10:57 AM CDT on Monday, October 12, 2009

By Alex Sanz / 11 News

HOUSTON – Recent deaths blamed on distracted drivers in Houston and elsewhere have led to a broad, national push to ban drivers from texting while driving.

Texting while driving
Alex Sanz's 11 News report
October 12, 2009

“Cell phone technology is great,” said Osemio Lopez, a lieutenant at the Pearland Police Department.  “[It] keeps us connected.  But, at the same time, it distracts us,” he said.

Lopez said it wasn’t until recently that he noticed so many drivers with their eyes off the road.

“We had a call one night of somebody not driving in a single marked lane,” he said.  “Another driver called it in [as] a possible drunk driver.  The officer stopped the vehicle and found it was a driver who was trying to manipulate two different cell phones,” he said.

Advocates for stricter laws say something has to be done, and they point to a string of sobering statistics.  They say 6,000 people were killed in 2008 because of distracted driving.  A study published over the summer by the AAA found that 35 percent of drivers feel less safe today than they did five years ago.  Eighty-seven percent considered texting while driving a serious threat.

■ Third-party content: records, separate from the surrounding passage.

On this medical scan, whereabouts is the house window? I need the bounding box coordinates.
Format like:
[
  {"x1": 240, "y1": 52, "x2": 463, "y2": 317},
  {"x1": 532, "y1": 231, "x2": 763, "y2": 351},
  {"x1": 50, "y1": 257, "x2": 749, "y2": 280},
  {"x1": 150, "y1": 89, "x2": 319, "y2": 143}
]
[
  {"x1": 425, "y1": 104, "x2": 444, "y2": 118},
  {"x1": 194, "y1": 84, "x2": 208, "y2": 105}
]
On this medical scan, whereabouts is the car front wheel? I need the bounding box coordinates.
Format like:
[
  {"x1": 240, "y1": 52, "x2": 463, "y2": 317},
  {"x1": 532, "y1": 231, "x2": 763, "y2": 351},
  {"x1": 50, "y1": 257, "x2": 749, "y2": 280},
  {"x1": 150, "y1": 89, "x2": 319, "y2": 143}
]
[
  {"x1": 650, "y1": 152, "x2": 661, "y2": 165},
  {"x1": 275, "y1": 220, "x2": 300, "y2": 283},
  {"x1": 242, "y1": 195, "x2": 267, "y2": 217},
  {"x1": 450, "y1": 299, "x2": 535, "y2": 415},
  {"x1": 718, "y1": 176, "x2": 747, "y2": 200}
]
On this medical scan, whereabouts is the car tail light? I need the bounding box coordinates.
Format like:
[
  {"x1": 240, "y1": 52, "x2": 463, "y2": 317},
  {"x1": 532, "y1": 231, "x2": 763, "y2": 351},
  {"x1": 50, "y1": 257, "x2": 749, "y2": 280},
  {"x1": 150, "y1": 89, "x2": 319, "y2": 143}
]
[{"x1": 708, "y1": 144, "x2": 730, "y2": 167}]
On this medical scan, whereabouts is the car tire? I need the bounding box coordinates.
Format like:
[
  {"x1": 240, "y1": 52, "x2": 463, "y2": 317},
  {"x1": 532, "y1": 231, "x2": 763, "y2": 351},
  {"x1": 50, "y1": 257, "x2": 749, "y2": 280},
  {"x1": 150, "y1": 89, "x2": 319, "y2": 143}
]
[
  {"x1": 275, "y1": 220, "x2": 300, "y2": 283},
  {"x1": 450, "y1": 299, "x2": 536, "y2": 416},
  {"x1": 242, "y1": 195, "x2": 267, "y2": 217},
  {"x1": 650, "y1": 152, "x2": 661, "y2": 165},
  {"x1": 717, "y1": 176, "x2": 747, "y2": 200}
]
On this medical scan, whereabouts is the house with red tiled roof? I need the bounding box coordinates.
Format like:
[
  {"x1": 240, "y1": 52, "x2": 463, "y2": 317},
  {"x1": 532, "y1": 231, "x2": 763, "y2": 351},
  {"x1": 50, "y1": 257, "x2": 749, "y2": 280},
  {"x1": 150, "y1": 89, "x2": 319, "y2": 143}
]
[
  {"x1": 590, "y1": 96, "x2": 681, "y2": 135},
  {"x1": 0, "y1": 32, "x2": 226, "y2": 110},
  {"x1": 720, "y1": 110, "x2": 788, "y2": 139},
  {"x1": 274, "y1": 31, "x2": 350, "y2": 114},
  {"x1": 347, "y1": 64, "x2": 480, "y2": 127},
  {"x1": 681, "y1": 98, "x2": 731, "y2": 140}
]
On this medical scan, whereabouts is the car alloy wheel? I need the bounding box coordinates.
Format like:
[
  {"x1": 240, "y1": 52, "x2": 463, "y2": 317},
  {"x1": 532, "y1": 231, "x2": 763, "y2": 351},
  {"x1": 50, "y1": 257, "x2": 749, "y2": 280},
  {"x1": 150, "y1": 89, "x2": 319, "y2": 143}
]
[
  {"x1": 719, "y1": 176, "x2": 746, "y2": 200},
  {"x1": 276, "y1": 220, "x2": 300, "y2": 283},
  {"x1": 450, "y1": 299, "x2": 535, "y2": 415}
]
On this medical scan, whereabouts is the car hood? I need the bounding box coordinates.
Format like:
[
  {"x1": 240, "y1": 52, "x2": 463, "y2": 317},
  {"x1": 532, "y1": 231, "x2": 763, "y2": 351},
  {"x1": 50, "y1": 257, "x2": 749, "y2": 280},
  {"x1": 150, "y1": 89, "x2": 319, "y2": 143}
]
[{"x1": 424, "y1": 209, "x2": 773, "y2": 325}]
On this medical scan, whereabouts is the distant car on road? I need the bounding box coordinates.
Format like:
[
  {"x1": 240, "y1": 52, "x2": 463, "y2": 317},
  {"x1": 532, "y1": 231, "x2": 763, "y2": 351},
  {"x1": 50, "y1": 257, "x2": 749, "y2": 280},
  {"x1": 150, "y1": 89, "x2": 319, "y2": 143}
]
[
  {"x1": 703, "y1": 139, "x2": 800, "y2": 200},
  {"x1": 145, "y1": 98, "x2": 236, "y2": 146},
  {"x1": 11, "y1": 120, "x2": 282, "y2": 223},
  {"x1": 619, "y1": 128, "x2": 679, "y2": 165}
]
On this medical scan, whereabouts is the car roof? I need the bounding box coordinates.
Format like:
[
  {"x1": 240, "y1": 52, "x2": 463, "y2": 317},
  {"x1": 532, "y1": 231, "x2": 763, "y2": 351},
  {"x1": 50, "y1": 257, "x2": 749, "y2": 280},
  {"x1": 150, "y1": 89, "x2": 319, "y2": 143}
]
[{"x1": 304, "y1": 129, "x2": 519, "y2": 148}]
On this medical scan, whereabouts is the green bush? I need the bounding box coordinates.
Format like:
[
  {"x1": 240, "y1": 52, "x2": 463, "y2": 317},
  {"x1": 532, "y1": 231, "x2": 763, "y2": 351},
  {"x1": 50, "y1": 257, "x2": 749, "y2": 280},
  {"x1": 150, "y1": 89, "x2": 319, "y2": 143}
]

U.S. Representative Sheila Jackson Lee, D-Houston, said it would be irresponsible for lawmakers not to act.

“I don’t see how you possibly can text and drive,” she said.  “I think texting and driving may be even more dangerous than [using a cell phone] and driving.”

Lee said Congress was already beginning to take action, telling states to ban texting while driving, or face losing as much as a quarter of federal highway funds.

Critics said new laws wouldn’t make the roads safer.

But Lopez, a 15-year Pearland Police Department veteran, disagrees.

“It’d be a lot safer to pull over and take care of your business on your cell phone without endangering yourself or other drivers on the road and if we need legislation for people to do that then I think it’s a great idea,” he said.

Texas banned talking on cell phones in school zones earlier this year. 

Last week, President Obama banned all federal workers from texting while driving on government business.  The U.S. Department of Transportation plans to change federal rules to ban text messaging by truck drivers and interstate bus drivers.